Dennis Woodberry

No. 41, 22, 46, 21
- Position: Cornerback

Personal information
- Born: April 22, 1961 (age 64) Texarkana, Arkansas

Career information
- High school: Arkansas High School
- College: Southern Arkansas
- Supplemental draft: 1984: 3rd round, 63rd overall pick

Career history
- Birmingham Stallions (1984–1985); Atlanta Falcons (1986); Washington Redskins (1987–1988); Denver Broncos (1989)*;
- * Offseason and/or practice squad member only

Career NFL statistics
- Games played: 31
- Interceptions: 2
- Fumble recoveries: 1
- Stats at Pro Football Reference

= Dennis Woodberry =

American football player (born 1961)

Dennis Earl Woodberry (born April 22, 1961) is an American former professional football player who was a cornerback in the National Football League for the Atlanta Falcons and the Washington Redskins and in the United States Football League for the Birmingham Stallions. Woodberry played college football at Southern Arkansas University.

==Early life==
Woodberry was born in Texarkana, Arkansas, and attended Arkansas High School.

==College career==
Woodberry attended and played college football at Southern Arkansas University.
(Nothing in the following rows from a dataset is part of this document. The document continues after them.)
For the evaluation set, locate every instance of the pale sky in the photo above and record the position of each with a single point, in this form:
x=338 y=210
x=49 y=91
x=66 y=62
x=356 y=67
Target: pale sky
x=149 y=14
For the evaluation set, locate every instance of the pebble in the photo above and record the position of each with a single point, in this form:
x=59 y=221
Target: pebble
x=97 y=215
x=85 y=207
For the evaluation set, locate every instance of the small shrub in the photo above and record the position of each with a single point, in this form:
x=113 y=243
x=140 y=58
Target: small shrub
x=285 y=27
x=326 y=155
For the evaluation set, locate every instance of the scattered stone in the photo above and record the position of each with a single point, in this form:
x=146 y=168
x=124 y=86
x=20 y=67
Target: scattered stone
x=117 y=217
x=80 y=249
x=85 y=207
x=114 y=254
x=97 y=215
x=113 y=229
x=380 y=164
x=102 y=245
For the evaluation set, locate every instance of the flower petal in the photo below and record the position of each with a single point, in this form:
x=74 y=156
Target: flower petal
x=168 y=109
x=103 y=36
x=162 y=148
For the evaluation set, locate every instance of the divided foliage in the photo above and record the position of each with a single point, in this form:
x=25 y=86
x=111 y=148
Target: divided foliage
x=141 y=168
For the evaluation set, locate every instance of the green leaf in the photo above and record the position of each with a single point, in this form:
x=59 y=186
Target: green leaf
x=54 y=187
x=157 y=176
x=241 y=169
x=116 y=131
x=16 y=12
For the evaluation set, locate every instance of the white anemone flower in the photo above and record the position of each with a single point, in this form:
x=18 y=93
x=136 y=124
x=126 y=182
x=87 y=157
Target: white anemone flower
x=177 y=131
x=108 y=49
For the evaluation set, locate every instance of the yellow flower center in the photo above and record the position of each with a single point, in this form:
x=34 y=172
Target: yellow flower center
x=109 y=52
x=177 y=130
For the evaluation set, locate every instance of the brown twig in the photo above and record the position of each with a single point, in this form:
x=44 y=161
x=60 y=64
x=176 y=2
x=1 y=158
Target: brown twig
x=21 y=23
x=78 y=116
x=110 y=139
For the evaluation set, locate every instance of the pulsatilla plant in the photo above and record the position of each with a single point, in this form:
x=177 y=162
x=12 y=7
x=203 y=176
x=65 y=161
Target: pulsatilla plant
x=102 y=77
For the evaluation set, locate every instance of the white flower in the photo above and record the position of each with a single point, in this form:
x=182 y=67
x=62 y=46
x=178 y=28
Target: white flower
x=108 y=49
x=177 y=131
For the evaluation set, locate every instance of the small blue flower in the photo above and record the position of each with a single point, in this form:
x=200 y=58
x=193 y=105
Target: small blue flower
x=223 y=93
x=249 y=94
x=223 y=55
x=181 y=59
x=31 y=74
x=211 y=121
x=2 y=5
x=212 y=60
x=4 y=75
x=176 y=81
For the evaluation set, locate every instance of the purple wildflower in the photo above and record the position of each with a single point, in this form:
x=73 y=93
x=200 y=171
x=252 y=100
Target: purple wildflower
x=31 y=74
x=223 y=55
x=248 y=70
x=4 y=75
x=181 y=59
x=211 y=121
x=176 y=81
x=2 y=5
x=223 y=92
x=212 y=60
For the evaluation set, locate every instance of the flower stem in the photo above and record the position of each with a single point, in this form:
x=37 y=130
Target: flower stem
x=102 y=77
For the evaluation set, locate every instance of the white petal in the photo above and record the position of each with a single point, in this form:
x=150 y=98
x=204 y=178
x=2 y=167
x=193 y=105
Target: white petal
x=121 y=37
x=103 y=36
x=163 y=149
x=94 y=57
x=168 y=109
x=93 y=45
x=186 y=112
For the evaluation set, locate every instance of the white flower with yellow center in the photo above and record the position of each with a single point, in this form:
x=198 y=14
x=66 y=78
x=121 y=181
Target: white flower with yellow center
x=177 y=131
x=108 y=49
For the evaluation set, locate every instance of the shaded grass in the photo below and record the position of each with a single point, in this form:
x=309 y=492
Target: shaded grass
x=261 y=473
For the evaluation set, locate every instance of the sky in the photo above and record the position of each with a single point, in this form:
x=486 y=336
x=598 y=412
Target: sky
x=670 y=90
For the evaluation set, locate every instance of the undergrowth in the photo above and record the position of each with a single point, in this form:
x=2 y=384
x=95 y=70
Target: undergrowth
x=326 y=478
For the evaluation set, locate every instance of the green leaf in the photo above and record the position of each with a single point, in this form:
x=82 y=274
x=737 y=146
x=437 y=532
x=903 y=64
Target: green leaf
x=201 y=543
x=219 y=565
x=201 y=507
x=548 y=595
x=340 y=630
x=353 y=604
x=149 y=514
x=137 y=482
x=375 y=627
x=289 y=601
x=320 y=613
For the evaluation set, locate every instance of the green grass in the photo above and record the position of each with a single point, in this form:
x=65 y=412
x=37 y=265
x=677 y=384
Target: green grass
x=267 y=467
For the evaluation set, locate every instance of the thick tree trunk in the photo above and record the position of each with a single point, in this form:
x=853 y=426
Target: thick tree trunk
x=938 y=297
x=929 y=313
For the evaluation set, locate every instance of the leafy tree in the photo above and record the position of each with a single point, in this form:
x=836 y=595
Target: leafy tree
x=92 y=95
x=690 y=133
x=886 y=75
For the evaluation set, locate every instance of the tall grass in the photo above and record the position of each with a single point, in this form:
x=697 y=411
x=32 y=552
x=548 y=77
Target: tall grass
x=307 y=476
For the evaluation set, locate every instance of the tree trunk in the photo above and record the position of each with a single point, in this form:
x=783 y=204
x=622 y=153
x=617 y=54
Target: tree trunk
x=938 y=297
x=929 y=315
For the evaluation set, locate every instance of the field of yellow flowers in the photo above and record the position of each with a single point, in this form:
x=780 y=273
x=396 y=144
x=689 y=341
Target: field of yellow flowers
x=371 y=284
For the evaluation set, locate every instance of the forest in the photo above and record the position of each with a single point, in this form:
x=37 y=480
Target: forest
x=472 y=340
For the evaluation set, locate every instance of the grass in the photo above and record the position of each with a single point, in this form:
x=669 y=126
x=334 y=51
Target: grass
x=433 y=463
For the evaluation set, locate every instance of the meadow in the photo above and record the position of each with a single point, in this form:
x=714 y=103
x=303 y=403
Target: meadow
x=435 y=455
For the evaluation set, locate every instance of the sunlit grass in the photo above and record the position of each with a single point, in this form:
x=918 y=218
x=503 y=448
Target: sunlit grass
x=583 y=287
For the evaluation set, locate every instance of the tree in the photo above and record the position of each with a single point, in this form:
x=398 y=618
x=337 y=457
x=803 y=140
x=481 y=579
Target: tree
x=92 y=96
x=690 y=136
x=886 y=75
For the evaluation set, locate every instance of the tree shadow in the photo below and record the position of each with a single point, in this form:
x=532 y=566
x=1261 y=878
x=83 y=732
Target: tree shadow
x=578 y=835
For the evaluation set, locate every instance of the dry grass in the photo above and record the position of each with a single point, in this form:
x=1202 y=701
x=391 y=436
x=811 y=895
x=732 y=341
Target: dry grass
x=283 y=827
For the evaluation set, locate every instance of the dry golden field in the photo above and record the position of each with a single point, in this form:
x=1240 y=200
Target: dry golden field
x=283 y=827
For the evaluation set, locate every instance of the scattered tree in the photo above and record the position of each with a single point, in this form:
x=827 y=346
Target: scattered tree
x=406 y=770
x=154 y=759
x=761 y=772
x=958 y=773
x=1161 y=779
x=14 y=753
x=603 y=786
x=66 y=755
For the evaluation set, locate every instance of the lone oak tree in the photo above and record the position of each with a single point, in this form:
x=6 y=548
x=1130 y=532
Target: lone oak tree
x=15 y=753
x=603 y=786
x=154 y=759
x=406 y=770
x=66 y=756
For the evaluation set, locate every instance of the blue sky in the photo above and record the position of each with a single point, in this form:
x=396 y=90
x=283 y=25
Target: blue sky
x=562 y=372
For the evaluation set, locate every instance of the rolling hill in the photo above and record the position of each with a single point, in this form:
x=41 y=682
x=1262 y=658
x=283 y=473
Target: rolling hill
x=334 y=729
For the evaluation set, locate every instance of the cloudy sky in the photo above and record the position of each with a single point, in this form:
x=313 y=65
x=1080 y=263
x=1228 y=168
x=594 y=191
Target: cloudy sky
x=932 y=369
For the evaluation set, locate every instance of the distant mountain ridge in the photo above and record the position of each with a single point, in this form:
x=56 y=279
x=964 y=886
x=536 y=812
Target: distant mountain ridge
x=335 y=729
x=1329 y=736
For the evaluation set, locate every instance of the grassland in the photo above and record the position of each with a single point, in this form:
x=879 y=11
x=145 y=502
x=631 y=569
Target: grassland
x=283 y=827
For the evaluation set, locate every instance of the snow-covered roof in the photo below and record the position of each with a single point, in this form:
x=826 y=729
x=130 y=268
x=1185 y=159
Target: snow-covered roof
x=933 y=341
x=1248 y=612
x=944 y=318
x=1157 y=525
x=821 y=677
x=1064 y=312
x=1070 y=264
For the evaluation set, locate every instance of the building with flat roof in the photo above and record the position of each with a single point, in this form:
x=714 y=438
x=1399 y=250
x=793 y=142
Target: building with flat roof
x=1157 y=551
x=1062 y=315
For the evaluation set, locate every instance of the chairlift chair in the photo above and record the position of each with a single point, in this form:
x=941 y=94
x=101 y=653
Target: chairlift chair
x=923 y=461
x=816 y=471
He was the first football player from Southern Arkansas to be drafted into the National Football League.

==Professional career==
Woodberry began his professional football career in the United States Football League for the Birmingham Stallions, where he played in 1984 and 1985. He was selected in the 1984 NFL supplemental draft of USFL and CFL players by the Atlanta Falcons. He joined the Falcons in the offseason of 1986, and was cut on September 1. However, due to injuries, he was resigned and played the last seven games for the Falcons. He was then traded to the Green Bay Packers for cash in 1987, but never played a game for them. Woodberry was signed in 1987 by the Washington Redskins. The 1987 season began with a 24-day players' strike, reducing the 16-game season to 15. The games for weeks 4-6 were won with all replacement players, including Woodberry. The Redskins have the distinction of being the only team with no players crossing the picket line. Those three victories are often credited with getting the team into the playoffs and the basis for the 2000 movie The Replacements. He was one of the few replacement players that the Redskins retained after the strike ended.